When to Apply to College
Delay freshman year, not your application. Students interested in a year off should still apply to college their senior year of high school, advises Michele Hernández, co-president of Top Tier Admissions and a former admissions officer at Dartmouth. It ensures that you’ll have access to your school’s resources and won’t be bogged down with applications and standardized testing during a year that may include travel abroad.
“You’d be surprised how quickly your high school forgets you,” Dr. Hernández said. “It’s really hard to go back and ask for teacher recommendations and the other materials you might need after a year has passed.”
It’s also a good idea to keep options open should plans suddenly change. You might not get that internship or job you were counting on, or you might get into a college with even better options for a bridge year, like the tuition-free international program at Princeton or Tufts’ “1+4” program, offering both national and international service opportunities.
When to Ask for a Gap Year
Harvard has long encouraged applicants to consider a year off, but that won’t increase your chances of getting in. While more and more institutions are seeing value in a gap year, it’s better to inform them of your intentions after you’ve been accepted.
“It might work against you because admissions’ priority is filling that year,” Dr. Hernández said. “They don’t know what the next year is going to look like.”
If your plans have merit — education, work or service components — they are likely to agree. But, she said, “depending on what you’re going to do, a gap year can be viewed as slightly frivolous. So that’s why I say, get in first and then propose an idea.”
If a college has no gap year program, write to the admissions director before deposits are due. Describe plans for the year ahead, and ask whether time off will affect any scholarships the school has offered for freshman year.
Where to Find Resources
USA Gap Year Fairs organizes events where students can hear about an array of programs and speak with professionals in the field: 39 were held this winter; a list of locations for 2018 will be published in the fall (usagapyearfairs.org). The American Gap Association accredits independent programs that offer skills- or service-based learning experiences. It maintains lists of the programs, which run a few weeks to a year, and their scholarships, as well as university policies on deferring enrollment (www.americangap.org).

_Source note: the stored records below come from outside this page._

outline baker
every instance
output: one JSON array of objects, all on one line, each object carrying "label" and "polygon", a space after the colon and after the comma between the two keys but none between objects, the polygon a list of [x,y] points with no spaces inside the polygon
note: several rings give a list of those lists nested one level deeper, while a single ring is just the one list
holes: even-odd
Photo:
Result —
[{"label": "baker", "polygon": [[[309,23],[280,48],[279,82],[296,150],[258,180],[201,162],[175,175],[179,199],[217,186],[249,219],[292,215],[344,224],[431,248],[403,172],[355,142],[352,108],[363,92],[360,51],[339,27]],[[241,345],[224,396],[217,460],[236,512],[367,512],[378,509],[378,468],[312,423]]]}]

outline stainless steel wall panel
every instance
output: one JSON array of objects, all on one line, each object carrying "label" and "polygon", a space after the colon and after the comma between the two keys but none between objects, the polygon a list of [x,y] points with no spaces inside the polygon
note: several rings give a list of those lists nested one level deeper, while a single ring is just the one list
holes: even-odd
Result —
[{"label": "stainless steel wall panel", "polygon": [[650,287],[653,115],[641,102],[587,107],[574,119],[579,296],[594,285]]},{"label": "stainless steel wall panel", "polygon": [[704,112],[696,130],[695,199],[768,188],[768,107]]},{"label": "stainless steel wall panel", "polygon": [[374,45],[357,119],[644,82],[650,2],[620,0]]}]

The association tracked $2.8 million in need-based support for gap year programs in 2015. Some universities even provide funding for service-based experiences. Florida State University offers $5,000 gap year fellowships, and the University of North Carolina at Chapel Hill offers fellowships of $7,500, with a focus on students from rural school districts in the state.
Chapel Hill is impressed with the results.
“Students in the gap year fellowship don’t struggle like other freshmen do with the transition into college,” said Richard Harrill, who helped design the program. Instead, he said, participants “become even more intellectually hungry.”